Archbishop of Westminster’s Christmas message: Same-sex marriage plan is an Orwellian shambles
The leader of the Roman Catholic church in England and Wales has attacked the Government’s plans for marriage equality as an undemocratic shambles.
The archbishop of Westminster, Vincent Nichols spoke to the BBC ahead of his Christmas Day service. Last night during his Christmas Eve mass service, he attacked the Government legislating for equality.
He told the BBC: “There was no announcement in any party manifesto, no green paper, no statement in the Queen’s speech.
“And yet here we are on the verge of primary legislation. From a democratic point of view, it’s a shambles.
“George Orwell would be proud of that manoeuvre. I think the process is shambolic.”
The archbishop ignored the fact that the governing Conservative Party included a commitment to begin the process that has lead to the plans for equal marriage.
The archbishop also claimed that during a “period of listening”, in other words, the Government’s official consultation period, those who responded were “7-1 against same-sex marriage”.
This statement isn’t true either, or the archbishop needs to attend a maths revision class.

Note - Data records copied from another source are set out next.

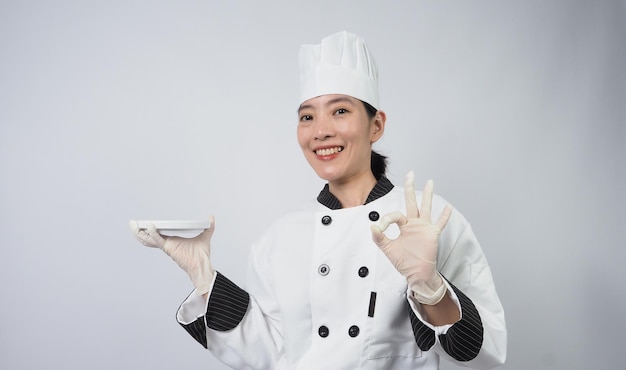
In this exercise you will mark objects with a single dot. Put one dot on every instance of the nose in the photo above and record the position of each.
(324, 129)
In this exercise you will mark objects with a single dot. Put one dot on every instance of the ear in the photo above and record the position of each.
(378, 126)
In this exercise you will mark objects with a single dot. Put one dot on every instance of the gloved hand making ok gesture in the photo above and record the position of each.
(191, 254)
(414, 252)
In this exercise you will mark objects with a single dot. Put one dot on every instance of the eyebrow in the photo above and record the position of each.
(330, 102)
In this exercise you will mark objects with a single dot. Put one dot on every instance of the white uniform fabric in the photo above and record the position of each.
(303, 275)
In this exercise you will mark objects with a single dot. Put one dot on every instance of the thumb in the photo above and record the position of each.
(208, 233)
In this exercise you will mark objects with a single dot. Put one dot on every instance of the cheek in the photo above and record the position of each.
(301, 137)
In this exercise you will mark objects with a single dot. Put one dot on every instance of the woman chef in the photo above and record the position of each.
(328, 286)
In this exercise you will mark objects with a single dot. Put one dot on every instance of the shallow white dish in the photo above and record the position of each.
(176, 226)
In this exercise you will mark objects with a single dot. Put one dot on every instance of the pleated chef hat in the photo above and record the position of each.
(340, 64)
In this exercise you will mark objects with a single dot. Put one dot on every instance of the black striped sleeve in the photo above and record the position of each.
(227, 306)
(462, 341)
(197, 330)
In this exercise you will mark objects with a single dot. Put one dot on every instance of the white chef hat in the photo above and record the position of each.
(340, 64)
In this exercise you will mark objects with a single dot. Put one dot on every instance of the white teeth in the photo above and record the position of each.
(329, 151)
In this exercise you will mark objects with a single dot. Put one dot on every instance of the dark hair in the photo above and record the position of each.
(379, 161)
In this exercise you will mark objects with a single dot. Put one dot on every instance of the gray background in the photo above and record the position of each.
(181, 109)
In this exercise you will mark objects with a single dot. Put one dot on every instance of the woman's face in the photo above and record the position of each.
(336, 136)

The Government says that 53 per cent of those who responded to the consultation said they supported making same-sex marriage equal.
Speaking to this congregation at Westminster Cathedral last night, he said: “Sometimes sexual expression can be without the public bond of the faithfulness of marriage and its ordering to new life.
“Even Governments mistakenly promote such patterns of sexual intimacy as objectively to be approved and even encouraged among the young.”
Later at Durham Cathedral on Christmas Day, the archbishop attacked David Cameron: “Basically the prime minister has said, ‘where there is love and commitment, then that’s all that you need for marriage’… But I think that’s very shallow thinking, and it’s a shame that these matters have not been given much, much more thought.”
Last week, the Pope said: “There is also a need to acknowledge and promote the natural structure of marriage as the union of a man and a woman in the face of attempts to make it juridically equivalent to radically different types of union.
“Such attempts actually harm and help to destabilise marriage, obscuring its specific nature and its indispensable role in society”, the Pope told worshipers.